# Messstellenumschalter Mechanisch oder Elektronisch



## Balou (28 Juli 2004)

Nabend,

wir suchen für eine Anlage bei uns in der Firma einen Messtellenumschalter es ist egal ob Mechanisch oder Elektronisch.
Wichtig iss er muss 8 Verschiedene Messungen aufnehmen und günstig sollte er auch sein  

MfG Balou


----------



## gorden (28 Juli 2004)

guten tag.

wir sind im Zeitalter der Modernen Elektronik ich kann es nicht nachvollziehen das es Immernoch leute gibt die sowas einbauen. Das kan doch viel eleganter, einfacher und schneller gelöst werden mit einer SPS dazu ist es noch Wartungsärmer und somit wirtschaftlicher...

mfg 
Gorden


----------



## Kurt (29 Juli 2004)

*Bitte um Aufklärung -> geklärt*

Hallo Balou,

ist ein Messstellenumschalter ein 'Ding', dass über Binäreingänge Analogsignale umschaltet, damit man (zB bei der SPS) nur einen Analogeingang benötigt.

So ne Art Multiplexer oder Analogswitch?

Gruss
Kurt

*ERLEDIGT* -> habe bei Ziehl das MUM nachgelesen.


----------



## PeterEF (29 Juli 2004)

*MUM8...*

...heißt ein Teil, das hier noch liegt. ich habs sowas mal verwendet und es funktionierte ganz gut. Der hier kann 8xI oder 8xU oder 4xPT100 umschalten, je nach Wunsch von allein nach Zeit oder durch dig.Eingänge.
Er kommt von Ziehl (www.ziehl.de), was er mal kostete müßte ich erst nachgucken.
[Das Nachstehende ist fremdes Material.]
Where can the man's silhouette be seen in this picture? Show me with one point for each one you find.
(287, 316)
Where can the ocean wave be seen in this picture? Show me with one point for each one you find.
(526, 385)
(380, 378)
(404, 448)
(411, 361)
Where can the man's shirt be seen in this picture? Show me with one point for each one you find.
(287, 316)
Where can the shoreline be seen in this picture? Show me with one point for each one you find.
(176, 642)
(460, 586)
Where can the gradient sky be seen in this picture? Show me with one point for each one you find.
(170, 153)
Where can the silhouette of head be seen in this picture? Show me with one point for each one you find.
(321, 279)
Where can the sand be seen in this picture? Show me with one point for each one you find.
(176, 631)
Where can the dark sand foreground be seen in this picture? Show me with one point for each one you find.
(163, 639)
Bei Interesse: einen hab ich übrig....

@Gordon: denk noch mal drüber nach!

Peter


----------



## Balou (29 Juli 2004)

Moin

also als erstes muss ich sagen das wir das ding bei uns in der Firma einsetzen wollen (genauer mein Chef).

Zweitens muss ich Gorden recht geben ich finde sowas auch extrem Unschön (hallo Chef).

@ Kurt ja mit dem Messtellen umschalter wollen wir 8 Analoge messungen´so Schalten das man dafür nurt einen Analog eigang in die SPS braucht.

MfG Balou


----------



## PeterEF (29 Juli 2004)

schau doch mal hier: http://www.ziehl.de/, dann links im Frame 'Schaltrelais und Steuerungen' nehmen und dann nauch unten blättern zu MUM 8 bzw. MUM 16.

Viel Spaß!


----------



## Balou (29 Juli 2004)

Besten Dank Peter hatte das MUM 8 im Titel übersehn Sorry war mein Fehler hab den anderen Beitrag schon geändert
Mfg Balou


----------



## Zottel (29 Juli 2004)

@balou
Wenn du schon eine SPS mit AA hast, häng doch ein paar Relais hinter ein paar(zusätzliche?) DAs. Standardbauteile und vielleicht billiger als der MUM?


----------



## Balou (29 Juli 2004)

@Zottel
klar das iss auch ne gute Idee aber das kostet auch wieder 8 DI Ausgänge zum Ansteuern der Relais.

das wollen wir ja net (Chef)

Am besten wäre ein Voll Mechanischer Umschalter mit Großem Motor und viel Bremborium alles andere wäre ja auch zu einfach.

Der Umschalter soll 8 Messungen die net Immer benötigt werden so einfach wie Möglich auf einen AE der SPS schalten aber auch so das der Bediener am PLS das selber Umschalten kann.

MfG Balou

P.S. Wie immer so wenig aufwand wie Möglich bei soviel Komfort wie nötig


----------



## Ralf (29 Juli 2004)

Was für Signale hast Du denn
(Wenns TEs sind, wirds schwierig)

Gruß

Ralf


----------



## Balou (29 Juli 2004)

was sind TE's

ne wir haben dierekte 0-20mA aus unseren messsumformern

MfG balou


----------



## Zottel (30 Juli 2004)

TE meint wohl Thermoelemente.


----------



## Balou (30 Juli 2004)

Thx die Abkürzung war mir net bekannt 

schönes WE 

Balou


----------